While COVID-19 has altered the future for a generation of students, Hays said the pandemic led to a boost in IB enrollment.

“Our numbers have been really high, and I have a lot more students who have chosen to participate in the program,” she said. “I think more students just want the stability and regularity of being at their community school and choosing to do the IB program over something like Running Start.”

Students have the option to choose from two pathways: IB Diploma or IB Career-Related program. Chief Sealth has 23 seniors and 60 juniors enrolled in IB Diploma.

A student works on a paper in a classroom

IB at Rainier Beach High School

Rainier Beach IB Coordinator Steven Miller knows the community well. He has spent 17 years teaching in the south end; the last six at Rainier Beach High School. The school created an additional pathway, the Medallion Program, for Rainier Beach students who want academic rigor but not the commitment to the full Diploma Program. The school also created a way for all students to take IB classes, regardless of their participation in the Diploma Program.

Currently, Rainier Beach students are required to take IB History and IB Language and Literature as a core class. Since Miller took over as coordinator, all students take IB for their sciences and next year will be moving into IB for all in math, making their four core subjects all IB courses. Even though the program was already established when he joined the staff, Miller has seen the affect the IB program has had on the school, especially for students of color.

“In 2010, Beach was down to like 300 students,” he said. “Without the same sort of rigorous offerings here, people were leaving and going to different schools, and so in 2011 they started the IB program.”

Miller said adding IB to the school gave students a competitive advantage for getting into different careers and college opportunities. For a school like Rainier Beach where the international population is high and strong community ties is central to their beliefs, IB was the best option.”

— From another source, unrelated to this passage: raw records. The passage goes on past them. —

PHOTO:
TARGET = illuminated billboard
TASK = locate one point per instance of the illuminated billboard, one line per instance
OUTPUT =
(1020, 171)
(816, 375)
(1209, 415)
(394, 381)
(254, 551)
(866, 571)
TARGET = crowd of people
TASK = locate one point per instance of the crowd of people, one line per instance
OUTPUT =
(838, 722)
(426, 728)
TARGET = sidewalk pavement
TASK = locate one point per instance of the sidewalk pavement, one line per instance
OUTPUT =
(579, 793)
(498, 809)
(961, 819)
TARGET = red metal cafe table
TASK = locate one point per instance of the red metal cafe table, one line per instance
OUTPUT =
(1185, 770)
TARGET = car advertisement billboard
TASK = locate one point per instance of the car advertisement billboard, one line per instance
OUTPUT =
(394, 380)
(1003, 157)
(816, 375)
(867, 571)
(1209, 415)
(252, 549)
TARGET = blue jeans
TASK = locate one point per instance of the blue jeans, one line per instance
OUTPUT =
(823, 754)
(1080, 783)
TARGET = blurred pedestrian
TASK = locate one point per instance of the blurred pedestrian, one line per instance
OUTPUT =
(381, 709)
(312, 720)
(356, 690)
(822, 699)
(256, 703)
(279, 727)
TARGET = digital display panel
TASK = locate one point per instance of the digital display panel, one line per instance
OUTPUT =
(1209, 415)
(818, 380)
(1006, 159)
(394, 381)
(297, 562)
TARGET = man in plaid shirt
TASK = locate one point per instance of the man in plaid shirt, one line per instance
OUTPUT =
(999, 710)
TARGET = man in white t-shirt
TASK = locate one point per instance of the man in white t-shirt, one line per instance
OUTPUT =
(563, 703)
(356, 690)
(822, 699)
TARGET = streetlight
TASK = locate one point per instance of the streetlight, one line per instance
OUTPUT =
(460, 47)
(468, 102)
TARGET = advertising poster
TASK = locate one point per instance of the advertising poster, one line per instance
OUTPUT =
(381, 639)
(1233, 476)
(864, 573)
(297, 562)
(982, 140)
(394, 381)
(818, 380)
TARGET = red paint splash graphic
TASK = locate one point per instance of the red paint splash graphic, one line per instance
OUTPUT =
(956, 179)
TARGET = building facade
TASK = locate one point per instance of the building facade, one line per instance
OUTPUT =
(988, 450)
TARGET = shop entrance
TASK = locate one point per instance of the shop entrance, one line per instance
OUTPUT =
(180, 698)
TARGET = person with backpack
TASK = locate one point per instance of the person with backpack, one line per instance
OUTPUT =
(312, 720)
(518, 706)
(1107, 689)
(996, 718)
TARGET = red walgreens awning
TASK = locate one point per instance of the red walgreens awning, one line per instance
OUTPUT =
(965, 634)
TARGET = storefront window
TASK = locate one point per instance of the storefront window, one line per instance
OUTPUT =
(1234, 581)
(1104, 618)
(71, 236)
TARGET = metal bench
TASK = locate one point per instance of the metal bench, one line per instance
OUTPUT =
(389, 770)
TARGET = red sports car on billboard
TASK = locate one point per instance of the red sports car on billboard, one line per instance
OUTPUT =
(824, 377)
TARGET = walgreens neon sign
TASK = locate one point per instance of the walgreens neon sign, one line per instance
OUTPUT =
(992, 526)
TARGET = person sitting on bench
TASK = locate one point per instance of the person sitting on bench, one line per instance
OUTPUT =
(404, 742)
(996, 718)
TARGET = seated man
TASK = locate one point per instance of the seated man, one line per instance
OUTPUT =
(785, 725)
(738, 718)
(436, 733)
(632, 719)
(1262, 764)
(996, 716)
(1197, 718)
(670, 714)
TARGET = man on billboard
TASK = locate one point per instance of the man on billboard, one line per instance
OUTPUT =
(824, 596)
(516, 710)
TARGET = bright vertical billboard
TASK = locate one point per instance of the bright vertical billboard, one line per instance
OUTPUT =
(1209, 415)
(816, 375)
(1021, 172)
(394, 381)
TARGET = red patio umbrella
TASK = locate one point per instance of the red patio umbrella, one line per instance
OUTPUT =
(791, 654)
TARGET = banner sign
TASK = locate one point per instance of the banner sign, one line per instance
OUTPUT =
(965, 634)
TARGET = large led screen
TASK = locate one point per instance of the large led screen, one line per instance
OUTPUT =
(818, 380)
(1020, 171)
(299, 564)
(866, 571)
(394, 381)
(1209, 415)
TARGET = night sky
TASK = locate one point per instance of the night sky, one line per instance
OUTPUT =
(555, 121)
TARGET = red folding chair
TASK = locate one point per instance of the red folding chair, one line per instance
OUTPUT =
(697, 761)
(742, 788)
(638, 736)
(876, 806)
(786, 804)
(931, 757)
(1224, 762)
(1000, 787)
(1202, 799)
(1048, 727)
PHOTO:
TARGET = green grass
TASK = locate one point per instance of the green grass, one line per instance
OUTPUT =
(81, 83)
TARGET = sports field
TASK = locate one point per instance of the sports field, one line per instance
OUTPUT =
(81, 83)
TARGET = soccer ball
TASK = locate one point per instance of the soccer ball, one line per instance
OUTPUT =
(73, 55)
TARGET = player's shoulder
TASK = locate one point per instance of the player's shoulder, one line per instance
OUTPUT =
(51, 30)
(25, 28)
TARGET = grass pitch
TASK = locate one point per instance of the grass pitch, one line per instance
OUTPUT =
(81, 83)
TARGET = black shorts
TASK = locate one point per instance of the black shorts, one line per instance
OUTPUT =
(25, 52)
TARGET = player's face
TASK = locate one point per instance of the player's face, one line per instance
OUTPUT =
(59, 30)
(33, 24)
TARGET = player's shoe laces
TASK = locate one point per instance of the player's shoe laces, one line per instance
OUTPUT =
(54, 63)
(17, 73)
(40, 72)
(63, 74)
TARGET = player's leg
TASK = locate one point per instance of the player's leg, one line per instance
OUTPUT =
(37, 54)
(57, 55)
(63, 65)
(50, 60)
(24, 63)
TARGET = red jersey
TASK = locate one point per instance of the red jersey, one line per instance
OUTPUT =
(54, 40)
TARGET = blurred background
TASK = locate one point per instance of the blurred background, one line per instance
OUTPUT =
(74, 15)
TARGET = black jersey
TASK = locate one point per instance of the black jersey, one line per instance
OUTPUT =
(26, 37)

“It just fit better,” he said. “We might have 10 or 11 different languages spoken at home in one [class]room. IB’s mission and vision is around creating intercultural understanding.”

IB at Ingraham High school

In his 20th year at Ingraham High School, Guy Thomas had a front-row seat to witness the evolution of the IB program – from both a teacher and a parent perspective. He had two daughters go through the program.

“It wasn’t exactly easy for them at times; they struggled at times,” he said. “But when they got to college … There were no worries on my part. They were so well prepared, and they did really well. I was really pleased with that aspect as a parent and as the coordinator.”

Hays is also a believer in what the IB program has to offer and can see firsthand the benefits for students.

“It’s really focused on critical thinking and academic and personal skills. It’s teaching students how to learn. So, when they go on to college and career, they are set up better for success because they’ve been given this opportunity to not just kind of memorize a bunch of content, but to really dive into what … critical thinking looks like.”